Ale nie tylko w Belmez odnotowano przypadek pojawienia się portretów i innych obrazów znikąd.

W 1897 r. Życie Johna Vopsena, opata katedry Landaff w stolicy Księstwa Walii, Cardiff, zostało przerwane. I zaledwie pół miesiąca po tym, jak zwłoki Vopsena zostały złożone na ziemię, na zachodniej ścianie świątyni, niedaleko miejsca pochówku kapłana, nagle pojawiła się wilgotna plama, przypominająca twarz zmarłego. A poniżej, pod zdjęciem, jakby tylko po to, by rozwiać wątpliwości, czyj to portret, były dwa listy - JV Według naocznych świadków „portret” opata był widoczny przez kilka dni.

Film promocyjny:

Obraz, który pojawił się ponad dwie i pół dekady później w Christ Cathedral w Oksfordzie, zachował się znacznie dłużej. Latem 1923 roku na białej ścianie pojawił się profil opata tej katedry, Henry Liddell. Obraz pojawił się obok tablicy pamiątkowej zainstalowanej po śmierci księdza w 1898 roku.

Według tych, którzy musieli zobaczyć Linddella z bliska lub spotkać się z nim osobiście, był to niewątpliwie jego portret, a ponadto bardzo umiejętnie wykonany.
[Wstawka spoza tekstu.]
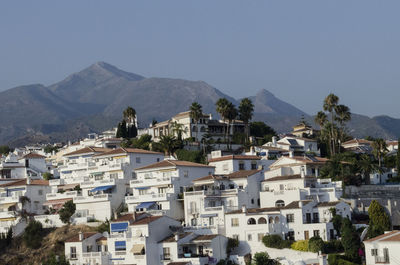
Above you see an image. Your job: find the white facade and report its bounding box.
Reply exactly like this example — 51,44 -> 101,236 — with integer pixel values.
125,160 -> 214,220
364,231 -> 400,265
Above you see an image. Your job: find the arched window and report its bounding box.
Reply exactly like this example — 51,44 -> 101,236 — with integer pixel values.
275,216 -> 279,224
258,217 -> 267,225
275,200 -> 285,207
247,218 -> 256,225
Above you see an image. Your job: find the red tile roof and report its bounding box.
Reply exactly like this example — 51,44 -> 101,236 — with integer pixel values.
64,146 -> 111,156
22,152 -> 46,159
0,179 -> 49,187
136,160 -> 214,170
65,232 -> 97,242
95,147 -> 164,157
208,155 -> 261,163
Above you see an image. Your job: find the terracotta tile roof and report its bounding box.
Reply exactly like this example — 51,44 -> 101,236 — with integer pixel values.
364,230 -> 400,242
132,216 -> 163,225
135,160 -> 214,170
226,169 -> 262,179
282,200 -> 312,209
63,146 -> 110,156
22,152 -> 46,159
262,174 -> 316,182
192,234 -> 219,242
0,179 -> 49,187
65,232 -> 97,242
342,138 -> 372,145
226,207 -> 283,214
94,147 -> 164,157
208,155 -> 261,163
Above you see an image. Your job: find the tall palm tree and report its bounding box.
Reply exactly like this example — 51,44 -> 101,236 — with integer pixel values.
215,98 -> 232,141
123,106 -> 136,124
170,121 -> 186,140
335,105 -> 351,152
238,98 -> 254,140
372,138 -> 388,168
190,102 -> 203,142
159,135 -> 177,156
314,111 -> 327,129
323,93 -> 339,155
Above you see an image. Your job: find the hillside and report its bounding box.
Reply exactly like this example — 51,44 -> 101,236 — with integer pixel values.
0,62 -> 400,146
0,225 -> 94,265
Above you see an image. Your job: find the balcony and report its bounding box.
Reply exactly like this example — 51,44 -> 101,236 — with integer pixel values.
80,179 -> 115,189
73,194 -> 112,203
46,190 -> 78,200
125,193 -> 174,203
129,177 -> 172,188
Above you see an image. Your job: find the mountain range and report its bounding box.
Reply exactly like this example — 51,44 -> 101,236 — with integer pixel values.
0,62 -> 400,146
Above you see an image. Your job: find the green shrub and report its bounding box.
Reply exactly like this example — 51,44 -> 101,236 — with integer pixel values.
308,236 -> 324,252
263,235 -> 293,249
23,221 -> 43,249
290,240 -> 308,251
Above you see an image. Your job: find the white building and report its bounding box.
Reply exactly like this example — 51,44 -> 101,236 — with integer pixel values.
0,178 -> 50,236
184,169 -> 264,234
364,230 -> 400,265
225,200 -> 351,252
125,160 -> 214,220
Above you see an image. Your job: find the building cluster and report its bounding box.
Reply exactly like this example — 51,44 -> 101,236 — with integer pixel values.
0,115 -> 398,265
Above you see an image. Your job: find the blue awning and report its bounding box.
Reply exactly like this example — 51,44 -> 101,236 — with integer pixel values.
136,202 -> 155,209
115,241 -> 126,250
111,222 -> 129,232
91,185 -> 114,192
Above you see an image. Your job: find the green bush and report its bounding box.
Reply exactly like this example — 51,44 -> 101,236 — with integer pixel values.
290,240 -> 308,251
263,235 -> 293,249
308,236 -> 324,252
23,221 -> 44,249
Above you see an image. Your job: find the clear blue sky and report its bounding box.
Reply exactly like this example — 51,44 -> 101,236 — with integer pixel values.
0,0 -> 400,118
Do 1926 roku pojawiły się inne wizerunki księdza. Zjawisko to trwało dość długo. Nawet osiem lat później, w 1931 roku, portret rektora katedry pozostał dobrze widoczny …

W amerykańskim mieście Bradenton trzech pracowników zatrudnionych do remontu kościoła prezbiteriańskiego zaczęło czyścić jedną z jego zewnętrznych ścian. I nagle ich oczom ukazał się niesamowity obraz: na powierzchni ściany zaczęły pojawiać się oddzielne plamy, które wkrótce zlały się w ludzki portret. Kiedy jednak ściana wyschła, obraz również zniknął.
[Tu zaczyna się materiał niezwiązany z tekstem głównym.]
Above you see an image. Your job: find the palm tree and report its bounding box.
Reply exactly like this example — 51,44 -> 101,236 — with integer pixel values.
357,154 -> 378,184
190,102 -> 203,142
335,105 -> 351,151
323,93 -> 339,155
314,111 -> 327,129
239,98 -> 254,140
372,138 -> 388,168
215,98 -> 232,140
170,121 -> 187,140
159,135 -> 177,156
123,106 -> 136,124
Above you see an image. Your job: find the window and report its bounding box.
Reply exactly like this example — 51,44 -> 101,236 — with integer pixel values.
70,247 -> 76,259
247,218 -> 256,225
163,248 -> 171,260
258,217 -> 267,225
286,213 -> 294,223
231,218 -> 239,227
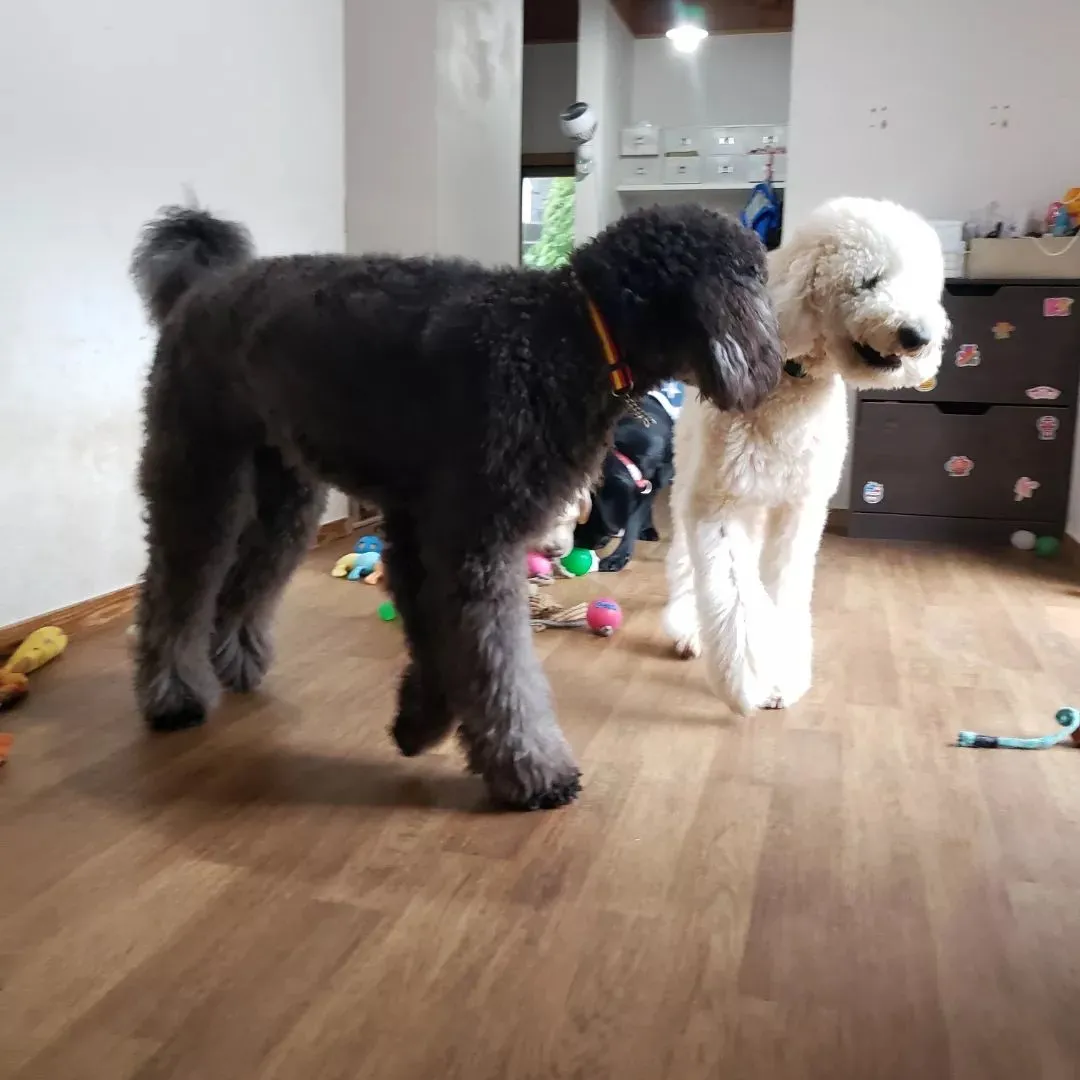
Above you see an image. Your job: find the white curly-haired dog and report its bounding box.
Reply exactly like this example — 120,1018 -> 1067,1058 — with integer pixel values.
664,198 -> 948,714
W 2009 roku równie niezwykłe zjawisko miało miejsce w klasztorze Zaśnięcia Zaśnięcia Svensky we wsi Suponevo w obwodzie briańskim. Na jednej ze ścian tego klasztoru pojawił się wizerunek Chrystusa, podobny do tego przedstawionego na słynnym całunie turyńskim.

Dawni mieszkańcy tych miejsc pamiętali, że oblicze Zbawiciela w latach wojny widzieli niegdyś uczniowie z internatu dla dzieci, który znajdował się na terenie klasztoru. Obraz pojawił się na wapiennej ścianie w klasie, w której kiedyś wisiała tablica. Następnie pielgrzymi dotarli do klasztoru. Ale wkrótce naziści zniszczyli oblicze Chrystusa: stary tynk został usunięty z cegieł, a następnie ponownie otynkowany i pokryty wapnem.

I co bardzo ciekawe, tym razem obraz Zbawiciela pojawił się w tym samym miejscu, co podczas wojny i tylko przez jedną noc.

Oczywiście fenomen cudownych portretów jest raczej trudny do wyjaśnienia z naukowego punktu widzenia. Niemniej jednak istnieje i czeka na jego pozwolenie.